H1N1 Aftermath, Are We Still at Risk?

"I probably should have been in the hospital, with the weight loss and the dehydration and all of that, but I was just too sick to go to the doctor."

That's how Cathy Freeman felt once she was infected with H1N1.

"The fatigue and nausea and within 24 hours I had this cough that just wouldn't stop," says Freeman.

While a painful experience, Cathy is one of the lucky ones who beat the virus.

Within the last year, five people in Winnebago County have died from H1N1. That's the second highest number in the state, behind Cook County, with a shocking 52 deaths. And while our four other local counties, Lee, Ogle, Stephenson and Boone, did not have any H1N1 deaths, more than forty percent of counties in Illinois did.

Many of those H1N1 deaths had to do with underlying medical conditions.

"Respiratory conditions like asthma or chronic obstructive pulmonary disease, any other chronic disease, diabetes kidney problems, cardiovascular disease, being pregnant," says Mike Bacon, Public Health Director with the Winnebago County Health Department.

Bacon says minorities, like Hispanics and African Americans, also have a greater chance of getting the virus.

Once Winnebago County was hit with H1N, the Pandemic Influenza Plan went into full effect.

"Pharmacies, our healthcare institutions in the community, as well as our department, or schools, volunteers, were all just critical to the response," says Bacon.

In District 205, education was their biggest tool.

"We just put signage everywhere, on the bathroom doors, on the classroom doors, in the hallway, everyplace imaginable where the eyes would go," says Mary Fisher, District 205 Health Services Supervisor.
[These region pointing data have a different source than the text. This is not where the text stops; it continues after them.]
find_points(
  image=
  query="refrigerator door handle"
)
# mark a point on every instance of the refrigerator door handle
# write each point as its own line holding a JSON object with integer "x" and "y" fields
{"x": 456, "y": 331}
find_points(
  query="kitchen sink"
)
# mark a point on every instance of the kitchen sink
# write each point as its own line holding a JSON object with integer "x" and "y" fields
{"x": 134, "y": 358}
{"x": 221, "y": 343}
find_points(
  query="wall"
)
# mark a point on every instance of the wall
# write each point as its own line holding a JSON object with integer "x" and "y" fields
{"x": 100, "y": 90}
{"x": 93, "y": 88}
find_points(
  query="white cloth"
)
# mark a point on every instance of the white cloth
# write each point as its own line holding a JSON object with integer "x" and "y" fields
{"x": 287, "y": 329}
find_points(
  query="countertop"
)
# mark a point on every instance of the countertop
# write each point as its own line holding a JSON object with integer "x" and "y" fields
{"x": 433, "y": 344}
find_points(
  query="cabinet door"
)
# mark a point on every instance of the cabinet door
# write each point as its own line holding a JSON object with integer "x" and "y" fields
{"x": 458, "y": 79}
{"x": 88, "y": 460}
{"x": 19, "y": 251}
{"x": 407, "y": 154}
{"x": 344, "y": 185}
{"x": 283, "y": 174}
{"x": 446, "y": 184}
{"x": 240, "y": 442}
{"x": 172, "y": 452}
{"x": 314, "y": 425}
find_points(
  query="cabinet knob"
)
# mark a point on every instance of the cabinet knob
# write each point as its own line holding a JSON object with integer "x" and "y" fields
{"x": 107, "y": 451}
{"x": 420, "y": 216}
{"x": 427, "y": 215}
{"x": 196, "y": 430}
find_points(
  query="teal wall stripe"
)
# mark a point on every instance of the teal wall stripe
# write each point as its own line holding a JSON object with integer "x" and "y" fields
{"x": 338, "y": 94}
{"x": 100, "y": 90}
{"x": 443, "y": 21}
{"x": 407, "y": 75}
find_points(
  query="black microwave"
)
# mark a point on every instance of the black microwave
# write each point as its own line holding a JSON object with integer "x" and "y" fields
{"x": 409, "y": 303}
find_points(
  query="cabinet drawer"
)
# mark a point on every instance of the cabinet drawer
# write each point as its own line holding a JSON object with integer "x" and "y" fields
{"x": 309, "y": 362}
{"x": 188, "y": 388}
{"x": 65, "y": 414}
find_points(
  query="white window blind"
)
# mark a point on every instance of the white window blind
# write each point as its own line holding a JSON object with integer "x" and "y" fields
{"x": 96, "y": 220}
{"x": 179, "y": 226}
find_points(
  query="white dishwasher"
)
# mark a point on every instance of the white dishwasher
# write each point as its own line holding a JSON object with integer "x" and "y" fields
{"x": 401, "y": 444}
That's in addition to cleaning, but not closing the buildings like some Stateline schools.

Those actions were crucial because most people who got H1N1 in the county, were under the age of 25.

"Those who were exposed to that earlier virus may have had some cross-immunity, that's why the elderly were least at risk here which is exactly the opposite you see for seasonal influenza," explains Bacon.

But if we're not already immune to it, how do we prevent getting H1N1? Health experts say it's as simple as following the three C's; cover your cough and sneezes, clean your hands and contain your germs. That means if you're sick stay home.

Fisher says, "I'm not sure that we've ever distributed that message so clearly before, but we were concerned enough about it spreading to others that we wanted employees to stay home."

Another simple way to avoid getting the flu is to get vaccinated.

"We still have four out of five in the community unvaccinated and we don't know when H1N1 is going to show up again, that could be this coming flu season in the fall and the winter, it could be over the course of the summer, everyone should be vaccinated against this," says Bacon.

"It's nothing to mess with. I was going to get the vaccination but it hit me before i had the chance," says Freeman.

Local health leaders say their biggest frustration in handling the H1N1 outbreak was not initially having enough vaccine on hand.

And in case of another outbreak, the Winnebago County Health Department is asking for our feedback on how the entire situation was handled. We can find a short survey on the homepage of its website at www.wchd.org. We can also get information there on how to get vaccinated for free.